İnsan doğa ilişkisinin yanı sıra Hatice’nin hayat hikayesi de seyirciyi etkiliyor. Terkedilmiş bir köyde, elektrik ve suyun olmadığı, derme çatma bir evde hasta ve yaşlı bir anneye yaşaması ve tüm bu yaşam içinde kendi ayakları üzerinde durması,  yaşama katılmasını izlemek saygı ve hayranlık uyandırıyor.  Hatice, başına gelen her türlü olaydan sonra hayatına devam ediyor, onunki pasif bir kabulleniş değil. Hayatın içine aktif olarak bir katılma hali. Arılarına zarar veren komşularını mahkemeye veriyor, ballarını satmak için pazara gidiyor, Hıdırellez şenliklerine katılıyor.  Yaşamın ona sunduklarını kabul ediyor, yönetmenlerle yapılan bir röportajda “Hatice hikayesini anlatmak istedi bu yüzden onunla böylesine kolay çalıştık.” diyorlar. Hatice dua etmiş, yardım dilemiş. Kapısını çalan yönetmenleri kabul etmeseydi, hikayesini paylaşma cesareti göstermeseydi tüm bunlar yaşanmayacaktı. Dualarımızın nasıl kabul olacağını bilemeyiz. 

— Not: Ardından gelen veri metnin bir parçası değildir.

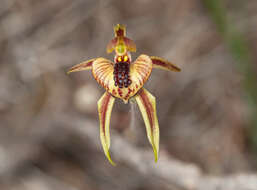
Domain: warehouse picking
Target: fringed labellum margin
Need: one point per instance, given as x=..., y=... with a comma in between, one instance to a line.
x=125, y=79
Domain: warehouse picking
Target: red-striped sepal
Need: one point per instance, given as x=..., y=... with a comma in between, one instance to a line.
x=147, y=105
x=105, y=105
x=86, y=65
x=164, y=64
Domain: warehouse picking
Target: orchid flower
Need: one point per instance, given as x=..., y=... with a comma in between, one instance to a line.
x=124, y=79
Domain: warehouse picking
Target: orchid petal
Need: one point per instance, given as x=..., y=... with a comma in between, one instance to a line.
x=105, y=105
x=86, y=65
x=147, y=105
x=164, y=64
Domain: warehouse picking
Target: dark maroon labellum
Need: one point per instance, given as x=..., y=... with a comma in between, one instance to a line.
x=121, y=74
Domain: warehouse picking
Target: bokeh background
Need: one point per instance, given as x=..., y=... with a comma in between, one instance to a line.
x=49, y=133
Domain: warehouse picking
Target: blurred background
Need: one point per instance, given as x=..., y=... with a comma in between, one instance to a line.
x=49, y=131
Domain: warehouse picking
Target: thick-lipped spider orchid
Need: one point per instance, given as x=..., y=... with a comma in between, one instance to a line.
x=124, y=79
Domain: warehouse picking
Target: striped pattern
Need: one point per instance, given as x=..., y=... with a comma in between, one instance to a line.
x=105, y=105
x=86, y=65
x=163, y=64
x=147, y=105
x=140, y=71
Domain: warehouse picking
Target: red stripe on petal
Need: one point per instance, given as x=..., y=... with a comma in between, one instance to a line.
x=148, y=107
x=104, y=110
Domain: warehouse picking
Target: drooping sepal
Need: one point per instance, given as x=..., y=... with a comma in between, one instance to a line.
x=164, y=64
x=86, y=65
x=105, y=105
x=147, y=106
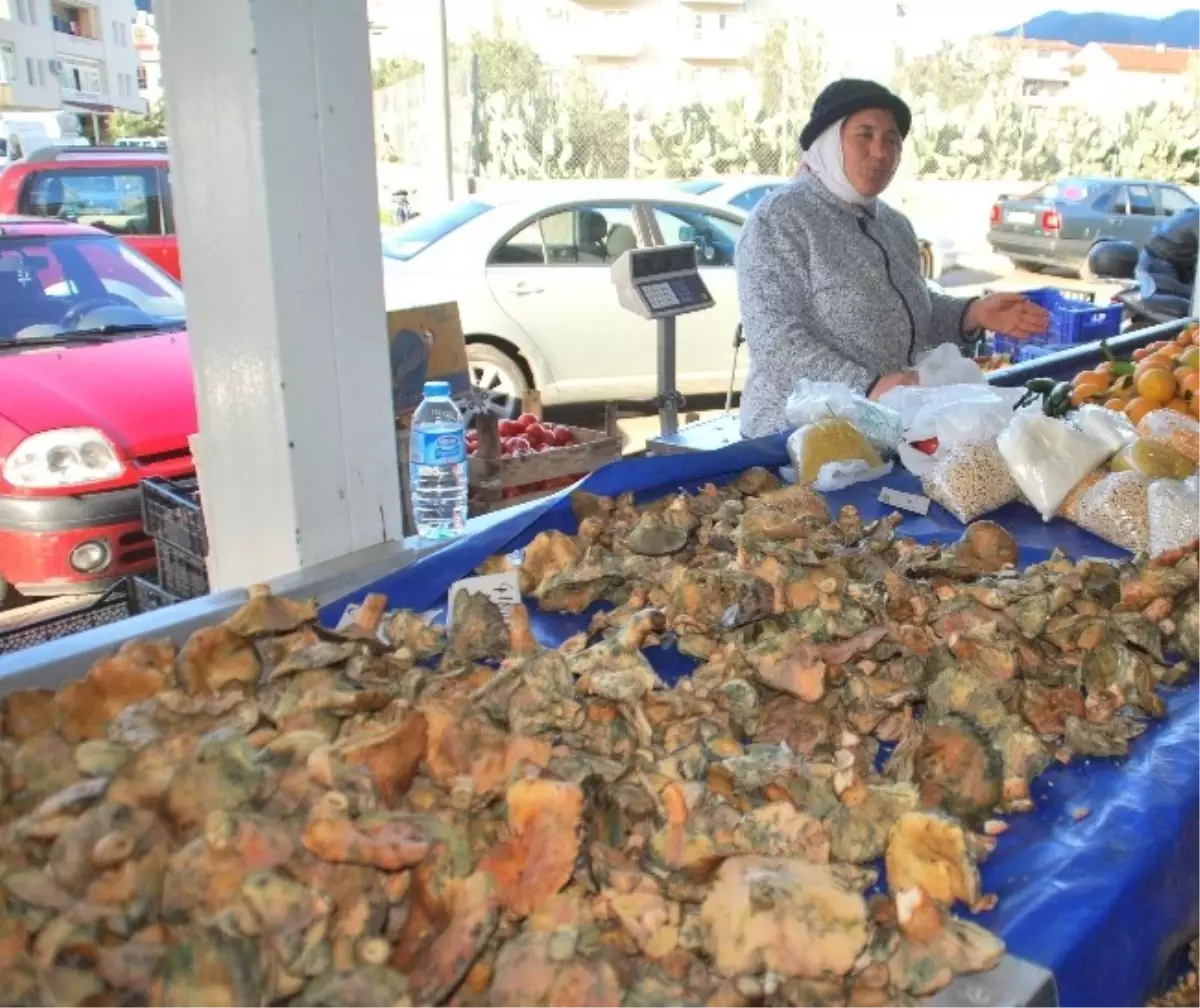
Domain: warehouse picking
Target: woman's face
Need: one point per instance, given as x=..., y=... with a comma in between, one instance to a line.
x=871, y=144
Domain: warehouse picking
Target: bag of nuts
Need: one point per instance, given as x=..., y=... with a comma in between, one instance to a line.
x=970, y=480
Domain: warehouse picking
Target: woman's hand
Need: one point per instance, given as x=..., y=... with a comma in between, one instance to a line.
x=887, y=382
x=1013, y=315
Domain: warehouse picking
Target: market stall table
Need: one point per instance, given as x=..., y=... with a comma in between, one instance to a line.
x=1099, y=900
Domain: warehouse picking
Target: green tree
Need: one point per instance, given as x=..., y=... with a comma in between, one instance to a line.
x=129, y=124
x=387, y=72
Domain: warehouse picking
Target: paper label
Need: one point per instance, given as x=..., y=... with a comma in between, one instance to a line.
x=504, y=589
x=905, y=502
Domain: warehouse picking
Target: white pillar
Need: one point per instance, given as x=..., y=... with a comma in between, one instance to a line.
x=438, y=145
x=273, y=165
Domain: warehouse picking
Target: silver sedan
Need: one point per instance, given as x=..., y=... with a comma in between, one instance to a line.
x=539, y=311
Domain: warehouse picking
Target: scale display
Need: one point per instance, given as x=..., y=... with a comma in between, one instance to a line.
x=660, y=282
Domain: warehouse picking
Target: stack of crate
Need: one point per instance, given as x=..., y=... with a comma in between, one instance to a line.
x=172, y=516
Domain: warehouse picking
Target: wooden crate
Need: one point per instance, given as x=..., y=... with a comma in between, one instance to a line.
x=492, y=474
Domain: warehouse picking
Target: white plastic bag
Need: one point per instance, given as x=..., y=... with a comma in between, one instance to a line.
x=1047, y=459
x=814, y=401
x=1174, y=509
x=838, y=475
x=945, y=365
x=970, y=480
x=1109, y=427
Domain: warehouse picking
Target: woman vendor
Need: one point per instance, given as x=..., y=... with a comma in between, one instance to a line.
x=829, y=275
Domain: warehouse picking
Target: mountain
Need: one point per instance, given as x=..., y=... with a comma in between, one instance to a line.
x=1180, y=30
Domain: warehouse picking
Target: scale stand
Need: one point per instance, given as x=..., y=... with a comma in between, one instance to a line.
x=661, y=283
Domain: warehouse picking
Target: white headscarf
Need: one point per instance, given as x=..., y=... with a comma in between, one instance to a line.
x=827, y=160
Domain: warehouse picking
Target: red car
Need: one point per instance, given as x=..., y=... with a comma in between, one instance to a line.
x=95, y=395
x=123, y=191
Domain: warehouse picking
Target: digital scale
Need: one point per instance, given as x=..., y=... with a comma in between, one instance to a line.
x=661, y=283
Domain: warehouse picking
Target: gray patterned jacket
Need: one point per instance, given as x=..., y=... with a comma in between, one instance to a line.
x=831, y=292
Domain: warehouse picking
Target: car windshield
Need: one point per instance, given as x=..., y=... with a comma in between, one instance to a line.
x=420, y=233
x=1066, y=191
x=54, y=286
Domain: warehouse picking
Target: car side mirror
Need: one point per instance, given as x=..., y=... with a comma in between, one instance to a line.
x=1113, y=261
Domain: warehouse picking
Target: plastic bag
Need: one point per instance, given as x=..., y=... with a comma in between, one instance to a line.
x=945, y=365
x=1175, y=430
x=1047, y=459
x=1109, y=427
x=1116, y=509
x=970, y=480
x=816, y=445
x=1174, y=515
x=1152, y=459
x=814, y=401
x=838, y=475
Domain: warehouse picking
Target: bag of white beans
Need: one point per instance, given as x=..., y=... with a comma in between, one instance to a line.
x=1174, y=514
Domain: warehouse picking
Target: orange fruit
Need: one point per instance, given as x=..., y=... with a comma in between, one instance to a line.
x=1157, y=384
x=1138, y=408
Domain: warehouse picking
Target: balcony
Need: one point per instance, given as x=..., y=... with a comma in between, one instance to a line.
x=715, y=46
x=607, y=40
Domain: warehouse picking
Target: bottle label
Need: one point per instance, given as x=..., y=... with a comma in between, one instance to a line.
x=437, y=448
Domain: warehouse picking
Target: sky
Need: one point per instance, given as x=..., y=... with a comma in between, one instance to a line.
x=952, y=18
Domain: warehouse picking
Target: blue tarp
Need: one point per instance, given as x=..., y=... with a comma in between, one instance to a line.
x=1101, y=899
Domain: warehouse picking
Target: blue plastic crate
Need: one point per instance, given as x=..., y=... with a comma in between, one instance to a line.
x=1074, y=318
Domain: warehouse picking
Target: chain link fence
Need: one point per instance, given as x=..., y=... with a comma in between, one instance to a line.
x=736, y=106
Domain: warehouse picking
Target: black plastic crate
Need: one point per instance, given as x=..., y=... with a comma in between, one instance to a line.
x=109, y=607
x=148, y=597
x=180, y=573
x=171, y=513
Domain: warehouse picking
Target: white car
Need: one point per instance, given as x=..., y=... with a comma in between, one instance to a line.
x=745, y=191
x=532, y=277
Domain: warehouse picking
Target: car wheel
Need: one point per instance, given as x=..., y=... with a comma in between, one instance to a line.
x=497, y=383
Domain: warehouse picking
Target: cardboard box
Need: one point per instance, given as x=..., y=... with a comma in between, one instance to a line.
x=425, y=345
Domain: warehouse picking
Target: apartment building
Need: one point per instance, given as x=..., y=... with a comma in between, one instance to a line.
x=73, y=55
x=669, y=52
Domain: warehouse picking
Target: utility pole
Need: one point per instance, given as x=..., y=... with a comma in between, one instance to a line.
x=437, y=108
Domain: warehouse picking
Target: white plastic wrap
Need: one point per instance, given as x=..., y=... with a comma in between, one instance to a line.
x=1174, y=515
x=1109, y=427
x=1047, y=459
x=945, y=365
x=970, y=480
x=814, y=401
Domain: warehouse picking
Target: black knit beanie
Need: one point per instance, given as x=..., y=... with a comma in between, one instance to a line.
x=845, y=97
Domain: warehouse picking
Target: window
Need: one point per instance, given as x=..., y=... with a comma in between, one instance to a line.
x=715, y=238
x=1174, y=201
x=1141, y=202
x=7, y=63
x=120, y=201
x=750, y=198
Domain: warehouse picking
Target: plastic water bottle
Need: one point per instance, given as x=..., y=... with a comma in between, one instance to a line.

Bal Ülkesi’ni izlemek çok güzel bir tat bıraktı bende. Hayat gibi. Pek çok çatışma, ölüm, zorluk içinde doğanın kendi düzenini yeniden ve yeniden kurmasının güvenini hissettirdi. Hatice gibi insanları, böyle bir yaşamın geçmiş yıllarda kalmadığını hatırlattı yeniden. Doğa ile, kendin ile uyumlu olmak, hayatın koşullarında pes etmeden devam etmek, her ne yapıyorsan onu yapmaya devam etmek filmden geriye kalan güzel ve çok önemli izlenimler oldu benim için.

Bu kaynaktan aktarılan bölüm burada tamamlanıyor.